07 April 2022

For rectal cancer, our goal is to use the “avatar fish” test to help identify which patients should not be submitted to radiotherapy because their tumour does not respond to radiation

March was Colorectal Cancer Awareness Month, an initiative of the WHO’s International Agency for Research on Cancer. We decided to publish a series of conversations with Champalimaud Foundation’s specialists who work in this area - the first appeared on our site on March 9th –, in order to call people’s attention not only to the disease and to its relevance for their health, but also to the research that is being done at the Foundation.

For rectal cancer, our goal is to use the “avatar fish” test to help identify which patients should not be submitted to radiotherapy because their tumour does not respond to radiation

Rita Fior uses zebrafish to do basic and translational research in cancer at the Champalimaud Foundation. A few years ago, having to deal with cancer in her family led her to design a test, based on her animal “model” – that would allow doctors to choose, among the available chemotherapeutic options, the best one for a given patient.

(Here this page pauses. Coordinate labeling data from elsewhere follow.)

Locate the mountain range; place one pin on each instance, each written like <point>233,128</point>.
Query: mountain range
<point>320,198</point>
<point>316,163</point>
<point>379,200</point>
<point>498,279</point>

How? Using the little zebrafish as “avatars”, as personalised “alter-egos” of the patients. Tumour cells from a patient are injected in the fish, generating the “avatars'' that will then be submitted to the treatment options available for that patient. The idea is to perform this test before administering treatment in order to choose the most effective for that particular patient, thus avoiding giving treatment by trial and error, as can happen in some cases. The results are promising, but this approach is still a long way from being able to be used in daily clinical practice.

Rita Fior’s most recent project concerns rectal cancer, where patients may be submitted to radiotherapy before surgery. In this case, the problem is that nobody knows if it is worthwhile to give this treatment to a person for several weeks – a treatment that can have serious side effects – because there is no way to predict whether the tumour will respond to the radiotherapy. Rita Fior believes that, one day, this type of predictive tests using avatars may help oncologists to achieve the ultimate treatment personalisation, in the interest of patients’ well-being and quality of life.

You work with zebrafish. What do these laboratory animals have to do with the treatment of human cancers, and in particular with colorectal cancer?

In my lab, the Cancer Development and Innate Immune Evasion Lab at Champalimaud Research, we are developing a test to help MDs choose the best available therapy for each individual patient, using zebrafish avatars. And we started this work in colorectal cancer. 

What is an “avatar”?

It’s a personalised in vivo model of the patient. To create an avatar, we obtain tumoral cells from the patient, be it through a biopsy, a surgical procedure or from biological fluids that contain many tumor cells. Then, we transplant these tumoural cells into a zebrafish embryo, which constitutes the in vivo model I mentioned and that we call the patient’s “avatar”. This way, we now have the patient’s cells inside a living organism. We do this because, in biological terms, it puts the tumour cells in a more realistic environment: they are not in vitro, in a Petri dish. Lastly, we apply the different treatments to the little fish, to see which of them will be more efficient against the tumour.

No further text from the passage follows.